Pay for Performance still in minority of health care dollars
While "pay for performance" is at the center of many discussions about the future of American health care, a recent study of employer-provided insurance shows it still makes up a small – but growing – piece of the market.
Catalyst for Payment Reform (CPR), a group representing large employers and other major purchasers of health care, last month released its first National Scorecard on Payment Reform.
The survey of 57 commercial insurance plans, representing about half of all commercially insured lives, found that only about 11 percent of health care spending is currently tied to how well hospitals and physicians provide care or improve quality and reduce waste.
A little more than 89 percent of payments is still traditional fee-for-service.
The group said just 6 percent of payments to outpatient primary care physicians is value-oriented, identical to the amount for outpatient specialists.
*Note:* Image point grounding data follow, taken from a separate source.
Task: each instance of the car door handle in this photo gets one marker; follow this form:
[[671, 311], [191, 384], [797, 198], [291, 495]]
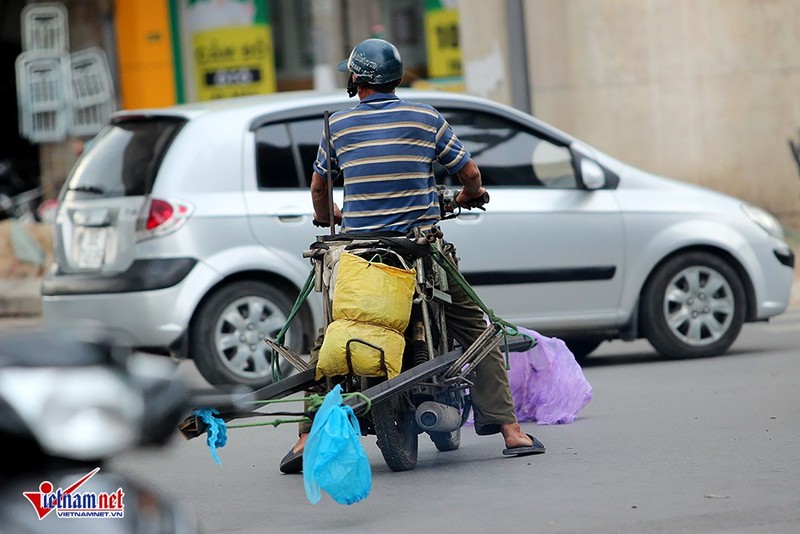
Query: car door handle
[[291, 217]]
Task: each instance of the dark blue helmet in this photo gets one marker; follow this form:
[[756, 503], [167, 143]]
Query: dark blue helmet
[[373, 62]]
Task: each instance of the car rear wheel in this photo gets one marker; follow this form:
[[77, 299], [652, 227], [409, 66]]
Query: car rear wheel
[[693, 306], [227, 337]]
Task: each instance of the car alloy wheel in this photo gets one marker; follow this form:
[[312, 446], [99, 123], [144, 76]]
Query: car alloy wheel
[[229, 329], [693, 306]]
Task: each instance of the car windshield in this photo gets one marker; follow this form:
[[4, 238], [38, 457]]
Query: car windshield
[[124, 158]]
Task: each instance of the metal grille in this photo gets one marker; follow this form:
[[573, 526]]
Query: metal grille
[[92, 93], [59, 94], [42, 97]]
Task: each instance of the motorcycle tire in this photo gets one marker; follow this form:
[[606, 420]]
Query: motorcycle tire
[[396, 431], [446, 441]]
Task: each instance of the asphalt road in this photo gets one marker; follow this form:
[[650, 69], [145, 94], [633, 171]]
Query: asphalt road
[[708, 445], [697, 446]]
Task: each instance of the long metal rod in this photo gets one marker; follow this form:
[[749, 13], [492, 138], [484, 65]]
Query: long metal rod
[[329, 148]]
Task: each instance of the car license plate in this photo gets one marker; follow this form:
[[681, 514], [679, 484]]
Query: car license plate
[[92, 247]]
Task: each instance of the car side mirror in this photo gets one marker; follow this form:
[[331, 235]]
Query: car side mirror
[[592, 174]]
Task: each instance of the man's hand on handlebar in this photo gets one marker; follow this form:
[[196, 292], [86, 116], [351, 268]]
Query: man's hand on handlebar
[[477, 201], [325, 222]]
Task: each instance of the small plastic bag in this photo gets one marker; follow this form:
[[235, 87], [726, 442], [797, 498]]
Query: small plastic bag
[[333, 458]]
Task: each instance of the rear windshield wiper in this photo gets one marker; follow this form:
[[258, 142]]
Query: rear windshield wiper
[[87, 189]]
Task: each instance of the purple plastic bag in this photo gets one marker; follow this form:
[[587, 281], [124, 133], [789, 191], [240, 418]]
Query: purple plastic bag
[[547, 384]]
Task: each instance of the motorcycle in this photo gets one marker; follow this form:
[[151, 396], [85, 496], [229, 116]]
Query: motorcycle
[[430, 393], [70, 401]]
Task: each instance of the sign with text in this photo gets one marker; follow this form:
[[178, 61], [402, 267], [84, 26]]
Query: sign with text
[[231, 47]]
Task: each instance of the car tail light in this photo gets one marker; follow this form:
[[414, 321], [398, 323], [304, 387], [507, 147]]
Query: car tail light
[[162, 216]]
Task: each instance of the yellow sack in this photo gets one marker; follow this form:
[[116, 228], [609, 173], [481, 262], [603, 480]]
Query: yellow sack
[[366, 360], [372, 292]]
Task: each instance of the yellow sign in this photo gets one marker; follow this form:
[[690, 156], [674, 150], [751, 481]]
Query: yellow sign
[[234, 61], [444, 54]]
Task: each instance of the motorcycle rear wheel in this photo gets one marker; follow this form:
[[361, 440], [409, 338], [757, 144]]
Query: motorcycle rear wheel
[[446, 441], [397, 432]]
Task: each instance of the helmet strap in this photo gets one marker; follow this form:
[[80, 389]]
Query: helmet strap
[[352, 88]]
Hospitals were a little better, with 11 percent of payments tied to quality.
CPR said the market is moving in the right direction, estimating that 3 percent or less of payments were tied to value when the group formed in 2010. It also expressed interest in seeing more payments going to primary care, noting that 75 percent of outpatient payments were going to specialists.
CPR has set a goal of 20 percent of commercial payments being value-oriented by 2020.
Insurance plans that are targeting value are using a wide range of approaches, the study found, including adding shared savings to fee-for-service; bundled payments; full capitation; and shared risk. Overall, 57 percent of value-based payments penalized providers for missing quality or cost goals, as opposed to the 43 percent that provided bonuses or other incentives.